I had originally scheduled the start of my season for this past weekend, but a flood of jealousy at seeing everyone else’s baby pepper plants on social media got the best of me and I shifted a few things. Last week I planted seeds for 28 different varieties of peppers and just a scant 8-9 days later I’ve go some breaking through the ground.

Sugar Rush Peach seedling

The little Sugar Rush Peach above was the first to emerge this past Saturday, a scant seven days after going into the ground. I’m not sure if that’s normal or not, but both of the sets of seeds I started for this variety are now up and absorbing light.

In the next photo, we see the second Sugar Rush Peach, as well as Aji Lemon, Craig’s Grande Jalepeno and off in the upper left there’s jus the hint of a Purple Jalepeno starting to break through the surface. I’m pretty excited to see so a variety of seedlings popping up in close proximity there.

More pepper seedlings

Next, we’ve got one of two Carolina Reapers that broke through just eight days after starting them last weekend. Now, I was under the impression that these seeds were going to take quite a while to germinate — upwards of a month in some cases. I’m not quite sure what to make of that right now. I suppose we’ll just have to wait and see how they develop through the season.

Carolina Reaper Seedling

The below photo is quite interesting as I don’t believe I’ve grown a plant that’s come from the ground with three initial leaves. That may be the norm for this Yellow Cardi Scorpion, but having never grown them prior to this year, I don’t know. Regardless, it’s a cute little bugger. Just behind it is the other Carolina Reaper and to the left of that a “mutant 7 pot” that I received from a fellow pepper grower. I’m really curious to see how that one ends up.

superhot pepper seedlings

And lastly (for now), we’ve got one of two habaneros coming up as of this morning — the other is your standard orange variety from seed I collected last year. This is the white variety and I can’t wait for this one to get growing. I’ve never grown this particular variety and can’t wait to add it to the Habaneroville raised bed when the weather gets warmer.

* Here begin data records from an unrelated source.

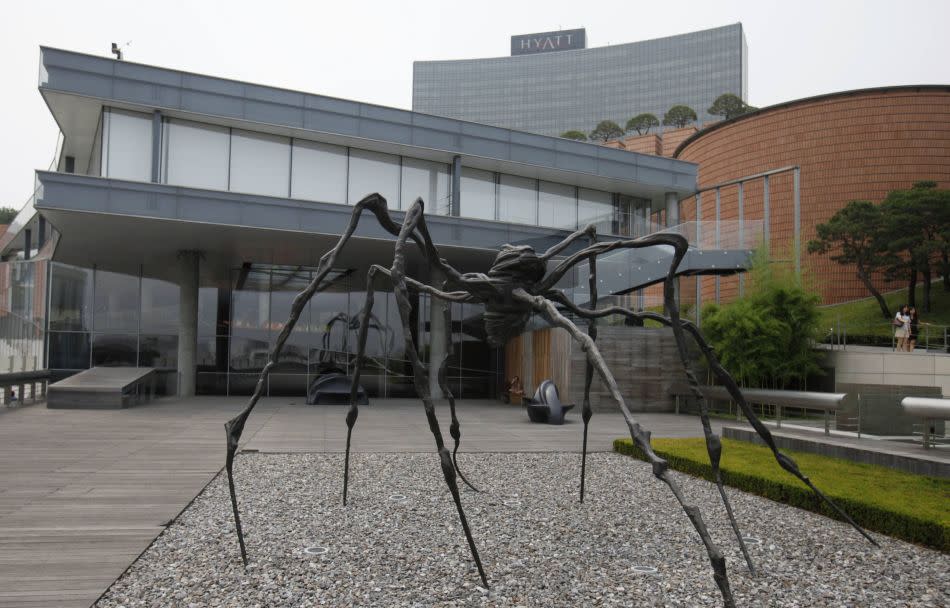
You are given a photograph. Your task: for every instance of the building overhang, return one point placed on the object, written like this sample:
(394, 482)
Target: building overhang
(76, 86)
(127, 226)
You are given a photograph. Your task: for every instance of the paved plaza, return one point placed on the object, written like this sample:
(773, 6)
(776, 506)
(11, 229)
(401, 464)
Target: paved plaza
(84, 492)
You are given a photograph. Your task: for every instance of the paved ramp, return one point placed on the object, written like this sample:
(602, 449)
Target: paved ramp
(103, 388)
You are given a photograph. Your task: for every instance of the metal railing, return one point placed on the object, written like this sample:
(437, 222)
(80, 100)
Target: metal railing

white habanero pepper seedling

Concerns

One major concern that I have with the start of this season is my lighting set up. This is my first crack at using artificial lighting to start seeds and I went small and fairly cheap with clamp pot lights that are housing LED bulbs. They are producing a decent level of kelvin and lumen, but with the cone shape of the fixture, the lights is fairly targeted on the seedlings below them. Some of the plants sit at the periphery of the light.

I’m not going to panic just yet, but I will be keeping a close eye on the seedlings as they progress. I suppose I can just rotate their positions on a regular basis, but that could become a royal pain after a while.